Tal vez resulte algo extemporáneo referirse ahora al pasado martes 18 de octubre, día en que se recordó el aniversario de similar fecha de 2019. Pero como lo que siempre tenemos tratándose de asuntos humanos no son hechos, sino interpretaciones, voy a compartir algunos comentarios sobre el particular que, espero, vayan más allá de complacerme en la obviedad de la condena a la violencia, o en la obviedad contraria de que la violencia ha operado muchas veces como partera de la historia.
Ese martes ocurrió y no ocurrió lo que era de esperar. No ocurrieron, al menos en la magnitud que se temían, los desórdenes públicos masivos posibles en tal fecha, y, por otra parte, proliferaron los análisis sobre las causas y alcances de lo ocurrido tres años antes. Esto último era muy previsible, aunque no lo era que la mayoría de los análisis solo hicieran ratificar y reiterar lo mismo que sus autores habían dicho o escrito en 2019, como si nada hubiera ocurrido desde entonces y los analistas solo quisieran hacernos ver —en 2022— cuánta razón habían tenido tres años antes.
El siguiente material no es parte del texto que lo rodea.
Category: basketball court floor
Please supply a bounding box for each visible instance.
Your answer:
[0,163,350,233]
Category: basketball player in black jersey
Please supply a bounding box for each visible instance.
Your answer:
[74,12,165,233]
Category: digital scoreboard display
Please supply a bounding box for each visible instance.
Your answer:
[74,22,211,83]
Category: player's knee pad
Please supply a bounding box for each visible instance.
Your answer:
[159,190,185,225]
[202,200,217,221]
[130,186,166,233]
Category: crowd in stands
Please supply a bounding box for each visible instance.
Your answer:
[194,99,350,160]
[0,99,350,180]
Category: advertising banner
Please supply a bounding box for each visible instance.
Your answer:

Llamó también la atención que la mayoría de los analistas insistieran en las explicaciones monocausales, desconociendo la complejidad de la situación que el país vivió en 2019, con claras señales previas ampliamente desatendidas por aquella parte del país que creía vivir en un oasis, y diferenciando en ella, poco o nada, las acciones vandálicas de las muchísimo más masivas, de carácter pacífico, que tuvieron lugar en todas las grandes ciudades de Chile.
En cuanto al Presidente Boric, afirmó el reciente 18 de octubre que lo de hace tres años “no fue una revolución anticapitalista”, lo cual es estrictamente cierto en cuanto a lo primero —no se trató de una revolución— y solo parcialmente en lo segundo. No fue puramente una reacción anticapitalista, esto es, un rechazo del sistema económico que tiene ese nombre, pero sí una protesta masiva contra lógicas neoliberales que en Chile, como también en muchos otros países, han acompañado al capitalismo, con mayor o menor intensidad según los gobiernos que hemos tenido en los últimos 49 años. Como ustedes advierten, al afirmar algo así estoy sumándome a los analistas que se mantienen firmes, cuando no tozudos, en la misma interpretación que hicieron hace tres años. Mea culpa, entonces.
El capitalismo es un sistema económico, un modo de producción y asignación de bienes, como también de acumulación de riqueza, mientras que el neoliberalismo es más que eso. Visto con objetividad y sin utilizarlo como una palabra con la que resumir todos los males que vemos en las sociedades contemporáneas, el neoliberalismo, que formula planteamientos de orden económico, es también una antropología (concepción del ser humano), una sociología (visión de la sociedad), y una filosofía moral (idea de la justicia, en particular de la justicia social).
Tal como sería bueno que en nuestro país avanzáramos en la identificación, comprensión y diferenciación de los varios liberalismos que existen, también lo sería tomarnos en serio esa versión o aplicación liberal que se llama “neoliberalismo”, alejándonos tanto de la simplificación de quienes utilizan la palabra como arma arrojadiza como del enmascaramiento de aquellos que, teniendo ideas neoliberales, niegan la existencia de estas y se presentan simplemente como liberales.
Un debate como ese, que excedería el espacio de varias columnas, podría ayudarnos a comprender que la protesta del 2019 fue contra el capitalismo neoliberal, o, si se prefiere, contra la fase neoliberal de nuestro capitalismo, o sea, contra la alianza entre un sistema económico y una doctrina que es mucho más que económica.